Lemcke et al. [14] studied the outcome of patients with severe head injury after decompressive craniectomy and found that the shift of the midline on CT was significantly correlated with the quality of outcome. Patients with a poor outcome (GOS 1-3) had a mean midline shift of 9.8 ± 6.7 mm, whereas patients with a good outcome (GOS4-5) showed a mean midline shift of 6.7 ± 5.0 mm. The important predictive value of this factor has been confirmed by Marshall et al. among others. The visibility of the basal cisterns was also shown in this study to be very significantly connected to the quality of outcome at follow-up [32].

It is important to recognize that Marshall CT classification has been extensively evaluated and it is considered as many studies have showed a tool in the prognosis.

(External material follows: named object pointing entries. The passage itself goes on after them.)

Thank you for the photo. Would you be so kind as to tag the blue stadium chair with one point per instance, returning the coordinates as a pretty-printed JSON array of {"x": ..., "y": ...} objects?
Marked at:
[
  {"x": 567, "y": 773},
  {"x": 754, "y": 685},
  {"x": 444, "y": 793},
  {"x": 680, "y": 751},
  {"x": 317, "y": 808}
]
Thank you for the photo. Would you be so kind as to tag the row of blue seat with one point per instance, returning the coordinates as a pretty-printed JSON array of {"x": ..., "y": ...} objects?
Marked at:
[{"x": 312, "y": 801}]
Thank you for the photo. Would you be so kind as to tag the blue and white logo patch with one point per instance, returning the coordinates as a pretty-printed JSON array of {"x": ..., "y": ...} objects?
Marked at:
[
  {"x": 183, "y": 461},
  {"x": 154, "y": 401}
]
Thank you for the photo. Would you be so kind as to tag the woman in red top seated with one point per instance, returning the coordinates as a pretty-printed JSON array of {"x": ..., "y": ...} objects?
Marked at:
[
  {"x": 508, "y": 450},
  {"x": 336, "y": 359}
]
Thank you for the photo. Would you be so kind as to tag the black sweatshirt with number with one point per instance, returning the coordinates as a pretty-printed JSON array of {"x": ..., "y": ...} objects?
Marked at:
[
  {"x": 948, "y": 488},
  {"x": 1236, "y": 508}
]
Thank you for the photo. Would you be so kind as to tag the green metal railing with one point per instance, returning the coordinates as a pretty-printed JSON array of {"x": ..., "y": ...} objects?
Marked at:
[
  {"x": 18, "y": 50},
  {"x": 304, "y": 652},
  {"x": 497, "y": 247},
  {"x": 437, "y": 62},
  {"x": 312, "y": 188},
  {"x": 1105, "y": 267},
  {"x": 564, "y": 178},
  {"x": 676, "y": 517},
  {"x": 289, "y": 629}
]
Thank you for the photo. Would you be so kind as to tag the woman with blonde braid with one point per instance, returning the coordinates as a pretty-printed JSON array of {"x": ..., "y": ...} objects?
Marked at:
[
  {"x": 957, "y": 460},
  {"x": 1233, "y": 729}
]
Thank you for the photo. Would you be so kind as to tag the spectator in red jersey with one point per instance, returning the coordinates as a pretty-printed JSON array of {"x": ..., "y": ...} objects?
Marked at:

Nevertheless a number of other CT classifications exist [33-35], which can be an interesting alternative to examine the elements that Marshall CT classifications do not consider.

Zhu et al. [15] described how in 2005, a study by Maas et al. compared alternative CT models with the Marshall CT classification and found it was preferable to use combinations of individual CT predictors rather than the Marshall CT classification for prognostic purposes in TBI [36]. Later in 2007, Maas et al. [37] again evaluated the prognostic value of CT scan characteristics in TBI and found that individual CT characteristics added substantially to the prognostic value of the CT classification alone. They found that making greater use of individual CT characteristics allowed them to improve on the already sizeable predictive value of the original Marshall CT classification scheme. These findings need to be corroborated through further prospective investigations.

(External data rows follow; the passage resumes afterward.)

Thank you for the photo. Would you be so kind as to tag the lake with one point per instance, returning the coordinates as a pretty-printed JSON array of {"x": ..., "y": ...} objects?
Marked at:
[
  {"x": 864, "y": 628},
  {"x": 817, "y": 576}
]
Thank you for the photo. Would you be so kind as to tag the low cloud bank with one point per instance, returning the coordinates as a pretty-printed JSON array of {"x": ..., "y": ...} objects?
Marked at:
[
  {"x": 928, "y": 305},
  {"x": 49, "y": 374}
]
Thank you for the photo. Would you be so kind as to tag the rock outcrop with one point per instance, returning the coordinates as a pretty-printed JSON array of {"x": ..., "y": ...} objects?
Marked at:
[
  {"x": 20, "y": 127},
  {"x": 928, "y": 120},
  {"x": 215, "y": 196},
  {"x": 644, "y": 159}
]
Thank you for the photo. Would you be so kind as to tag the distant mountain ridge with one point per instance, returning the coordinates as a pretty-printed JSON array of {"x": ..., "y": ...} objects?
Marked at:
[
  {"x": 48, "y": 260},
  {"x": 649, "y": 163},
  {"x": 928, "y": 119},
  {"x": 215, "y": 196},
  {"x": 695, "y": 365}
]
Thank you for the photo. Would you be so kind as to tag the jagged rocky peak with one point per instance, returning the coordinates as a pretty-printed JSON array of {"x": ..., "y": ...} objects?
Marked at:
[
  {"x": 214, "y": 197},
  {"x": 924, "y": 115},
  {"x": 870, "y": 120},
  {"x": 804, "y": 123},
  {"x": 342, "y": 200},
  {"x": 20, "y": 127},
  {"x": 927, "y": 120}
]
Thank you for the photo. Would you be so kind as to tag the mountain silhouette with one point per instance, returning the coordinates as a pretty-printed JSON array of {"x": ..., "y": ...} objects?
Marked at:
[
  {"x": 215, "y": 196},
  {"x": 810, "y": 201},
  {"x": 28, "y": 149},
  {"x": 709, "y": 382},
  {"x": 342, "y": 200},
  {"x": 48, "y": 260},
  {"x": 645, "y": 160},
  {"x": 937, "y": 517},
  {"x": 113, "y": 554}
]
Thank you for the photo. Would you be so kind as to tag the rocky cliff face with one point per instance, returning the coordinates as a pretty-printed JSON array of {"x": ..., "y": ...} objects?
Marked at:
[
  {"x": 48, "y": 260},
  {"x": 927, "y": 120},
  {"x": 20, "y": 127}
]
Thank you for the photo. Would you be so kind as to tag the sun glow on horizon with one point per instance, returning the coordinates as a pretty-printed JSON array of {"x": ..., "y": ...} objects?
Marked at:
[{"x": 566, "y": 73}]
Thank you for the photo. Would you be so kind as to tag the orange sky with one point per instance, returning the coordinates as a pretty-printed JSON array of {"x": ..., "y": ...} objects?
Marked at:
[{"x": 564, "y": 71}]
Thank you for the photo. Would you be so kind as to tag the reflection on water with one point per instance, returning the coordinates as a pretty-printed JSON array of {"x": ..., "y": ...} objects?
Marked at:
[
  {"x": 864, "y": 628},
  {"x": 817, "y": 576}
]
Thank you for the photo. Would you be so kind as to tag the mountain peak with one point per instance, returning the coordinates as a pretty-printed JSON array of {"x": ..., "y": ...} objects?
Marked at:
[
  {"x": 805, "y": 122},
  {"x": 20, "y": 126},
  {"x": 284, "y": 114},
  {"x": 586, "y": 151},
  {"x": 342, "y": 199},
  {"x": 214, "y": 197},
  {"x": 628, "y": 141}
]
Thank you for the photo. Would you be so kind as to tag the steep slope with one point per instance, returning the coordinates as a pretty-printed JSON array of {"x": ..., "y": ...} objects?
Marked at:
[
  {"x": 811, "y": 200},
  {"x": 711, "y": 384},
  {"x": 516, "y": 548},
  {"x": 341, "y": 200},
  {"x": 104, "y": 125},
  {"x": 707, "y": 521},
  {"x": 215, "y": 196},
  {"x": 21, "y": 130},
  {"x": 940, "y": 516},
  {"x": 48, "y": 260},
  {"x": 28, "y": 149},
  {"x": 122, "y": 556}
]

Gray and non-English literature was excluded. In this review study, a comparison of a new classification for the use of tomography as a prognosis was not proposed or made.


Brain imaging gives a landscape in outcome; the application of CT classifications can be helpful in the prognosis of TBI. Nevertheless, many elements may be consider in the evaluation of imaging and the development of new scores can improve the predictive value on the outcome taking into account the CT findings.


The authors declare that there is no conflict of interest, financial or otherwise, regarding the publication of this paper.